- Morgan Stanley beat Wall Street estimates for second quarter earnings, with the sales and trading business posting a strong quarter.
- The US bank’s $US1.24 billion in fixed income trading revenues topped Goldman Sachs’ performance.
- That performance is especially impressive, given Morgan Stanley slashed the size of its fixed-income unit in late 2015. The bank has managed to cut costs and staff while boosting revenues.
That makes two quarters in a row.
Morgan Stanley beat Wall Street estimates for second quarter earnings on Wednesday, following the trend set by its peers. Each of the key business lines at the bank posted increased revenues, with revenues more broadly holding remarkably steady.
In particular, the bank posted only a small drop in fixed income trading revenues, dropping 4% year-on-year to $US1.24 billion. Given a sharp decline in fixed income revenues at rival Goldman Sachs, where revenues fell 40% to $US1.16 billion, the results mean that Morgan Stanley bested Goldman Sachs in fixed income for the second quarter in a row.
The bank has delivered $US2.95 billion in first half fixed income revenues, up 36% from the same period a year earlier. In contrast, Goldman Sachs delivered $US2.8 billion in FICC revenue in the first half, down 19% from the same period last year.
In equities sales and trading meanwhile, Morgan Stanley’s $US2.2 billion topped Goldman Sach’s $US1.9 billion in revenues, extending a run that goes back to early 2015. And in equity underwriting, Morgan Stanley’s $US405 million in fees topped Goldman Sachs’ $US260 million.
To be sure, Morgan Stanley’s FICC business is small in comparison to the giant units housed at money center banks like Citigroup, JPMorgan and Bank of America Merrill Lynch. Still, the 4% year-on-year decline also compares well against those banks. Here’s a breakdown:
- JPMorgan FICC revenue — $US3.2 billion — down 19% year-on-year
- Citigroup FICC revenue — $US3.4 billion — down 6% year-on-year
- Bank of America Merrill Lynch FICC revenue — $US2.1 billion — down 14%
Still, the comparison with Goldman Sachs is striking, and encapsulates two very different trends.
The business is proving a challenge for Goldman Sachs. On a call with analysts after Goldman Sachs’ earnings, CFO Marty Chavez said rates revenue was down significantly, while the commodities business had its worst quarter on record. “It was a difficult quarter on all fronts,” Chavez said.
“We didn’t navigate the market as well as we aspire to or as well as we have in the past,” he added.

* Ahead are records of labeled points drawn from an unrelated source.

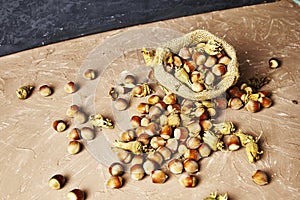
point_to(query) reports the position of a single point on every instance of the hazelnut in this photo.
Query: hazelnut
(115, 182)
(71, 110)
(266, 102)
(204, 150)
(137, 172)
(116, 169)
(87, 133)
(175, 166)
(219, 69)
(170, 99)
(158, 176)
(232, 142)
(235, 103)
(70, 87)
(57, 181)
(76, 194)
(59, 125)
(143, 108)
(45, 90)
(74, 147)
(190, 166)
(260, 177)
(89, 74)
(252, 106)
(121, 104)
(210, 61)
(187, 180)
(74, 134)
(181, 133)
(80, 117)
(135, 121)
(193, 142)
(192, 154)
(274, 63)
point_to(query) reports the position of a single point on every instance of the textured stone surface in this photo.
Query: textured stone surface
(31, 151)
(26, 24)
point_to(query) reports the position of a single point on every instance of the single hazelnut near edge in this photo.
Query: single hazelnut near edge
(76, 194)
(59, 125)
(45, 90)
(70, 87)
(57, 181)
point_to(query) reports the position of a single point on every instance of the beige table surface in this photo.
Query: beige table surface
(31, 151)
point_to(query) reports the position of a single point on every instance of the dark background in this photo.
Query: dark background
(26, 24)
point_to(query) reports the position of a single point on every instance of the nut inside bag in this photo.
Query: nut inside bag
(197, 66)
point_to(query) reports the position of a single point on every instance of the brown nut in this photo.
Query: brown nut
(116, 169)
(45, 90)
(57, 181)
(187, 180)
(74, 134)
(76, 194)
(137, 172)
(260, 177)
(74, 147)
(89, 74)
(59, 125)
(115, 182)
(158, 176)
(70, 87)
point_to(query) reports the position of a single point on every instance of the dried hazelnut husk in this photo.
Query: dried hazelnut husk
(45, 90)
(137, 172)
(74, 147)
(158, 176)
(175, 166)
(57, 181)
(260, 177)
(187, 180)
(116, 169)
(76, 194)
(70, 87)
(115, 182)
(89, 74)
(59, 125)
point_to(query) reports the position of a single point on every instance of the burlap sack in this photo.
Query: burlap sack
(174, 85)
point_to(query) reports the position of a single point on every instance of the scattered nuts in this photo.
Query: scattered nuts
(121, 104)
(87, 133)
(260, 177)
(80, 117)
(74, 134)
(45, 90)
(70, 87)
(116, 169)
(115, 182)
(24, 92)
(274, 63)
(158, 176)
(57, 181)
(137, 172)
(76, 194)
(175, 166)
(89, 74)
(187, 180)
(59, 125)
(74, 147)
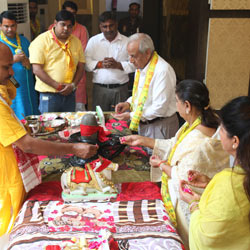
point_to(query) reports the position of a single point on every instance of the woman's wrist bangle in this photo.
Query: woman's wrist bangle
(59, 87)
(159, 164)
(193, 206)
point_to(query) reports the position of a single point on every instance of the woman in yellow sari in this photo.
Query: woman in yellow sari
(195, 147)
(221, 216)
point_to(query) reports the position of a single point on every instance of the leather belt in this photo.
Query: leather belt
(110, 86)
(151, 121)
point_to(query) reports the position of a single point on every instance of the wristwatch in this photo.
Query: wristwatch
(74, 86)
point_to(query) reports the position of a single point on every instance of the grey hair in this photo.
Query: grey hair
(145, 42)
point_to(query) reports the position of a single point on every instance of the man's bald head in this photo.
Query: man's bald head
(6, 61)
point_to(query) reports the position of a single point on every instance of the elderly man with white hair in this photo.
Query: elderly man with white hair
(151, 108)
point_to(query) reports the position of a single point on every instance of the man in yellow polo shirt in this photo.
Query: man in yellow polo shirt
(12, 132)
(58, 61)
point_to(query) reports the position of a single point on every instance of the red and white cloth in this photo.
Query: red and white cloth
(28, 165)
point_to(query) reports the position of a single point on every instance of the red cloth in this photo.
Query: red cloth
(132, 191)
(46, 191)
(28, 165)
(90, 130)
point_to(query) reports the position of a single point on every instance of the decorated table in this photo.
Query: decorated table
(135, 219)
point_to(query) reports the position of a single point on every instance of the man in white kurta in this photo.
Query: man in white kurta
(107, 58)
(158, 119)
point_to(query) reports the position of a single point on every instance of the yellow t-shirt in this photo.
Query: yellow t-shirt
(44, 50)
(10, 131)
(222, 219)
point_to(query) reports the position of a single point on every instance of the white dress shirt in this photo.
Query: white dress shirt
(161, 93)
(98, 48)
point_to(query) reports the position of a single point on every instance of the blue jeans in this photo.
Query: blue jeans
(54, 102)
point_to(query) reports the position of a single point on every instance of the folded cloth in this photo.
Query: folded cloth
(46, 191)
(28, 165)
(132, 191)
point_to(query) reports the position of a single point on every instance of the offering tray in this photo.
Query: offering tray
(45, 124)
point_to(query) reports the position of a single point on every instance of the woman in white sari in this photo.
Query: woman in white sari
(195, 147)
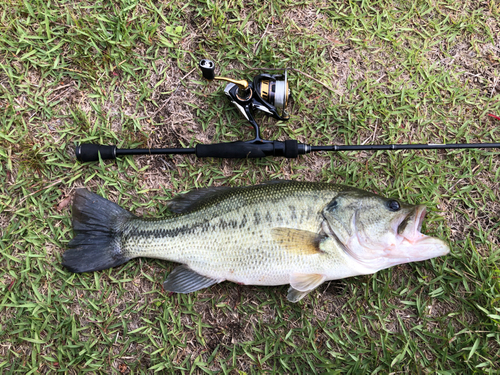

Morgan Stanley in contrast slashed the size of its fixed-income unit in late 2015, and has delivered improved revenues with lower costs since then. The second quarter performance in fixed income garnered praise from analysts on the bank’s earnings call.
“Morgan Stanley appears to be on a much stronger footing,” Octavio Marenzi, CEO of capital markets management consultancy Opimas, said.